Evolutionary Approach to S-box Generation: Optimizing Nonlinear Substitutions in Symmetric Ciphers
- URL: http://arxiv.org/abs/2407.03510v1
- Date: Wed, 3 Jul 2024 21:15:24 GMT
- Title: Evolutionary Approach to S-box Generation: Optimizing Nonlinear Substitutions in Symmetric Ciphers
- Authors: Oleksandr Kuznetsov, Nikolay Poluyanenko, Emanuele Frontoni, Marco Arnesano, Oleksii Smirnov,
- Abstract summary: This study explores the application of genetic algorithms in generating highly nonlinear substitution boxes (S-boxes) for symmetric key cryptography.
We present a novel implementation that combines a genetic algorithm with the Walsh-Hadamard Spectrum (WHS) cost function to produce 8x8 S-boxes with a nonlinearity of 104.
Our approach achieves performance parity with the best-known methods, requiring an average of 49,399 iterations with a 100% success rate.

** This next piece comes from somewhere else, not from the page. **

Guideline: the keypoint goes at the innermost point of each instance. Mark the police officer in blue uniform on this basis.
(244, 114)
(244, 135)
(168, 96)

- Score: 19.65010496906351
- License: http://creativecommons.org/licenses/by/4.0/
- Abstract: This study explores the application of genetic algorithms in generating highly nonlinear substitution boxes (S-boxes) for symmetric key cryptography. We present a novel implementation that combines a genetic algorithm with the Walsh-Hadamard Spectrum (WHS) cost function to produce 8x8 S-boxes with a nonlinearity of 104. Our approach achieves performance parity with the best-known methods, requiring an average of 49,399 iterations with a 100% success rate. The study demonstrates significant improvements over earlier genetic algorithm implementations in this field, reducing iteration counts by orders of magnitude. By achieving equivalent performance through a different algorithmic approach, our work expands the toolkit available to cryptographers and highlights the potential of genetic methods in cryptographic primitive generation. The adaptability and parallelization potential of genetic algorithms suggest promising avenues for future research in S-box generation, potentially leading to more robust, efficient, and innovative cryptographic systems. Our findings contribute to the ongoing evolution of symmetric key cryptography, offering new perspectives on optimizing critical components of secure communication systems.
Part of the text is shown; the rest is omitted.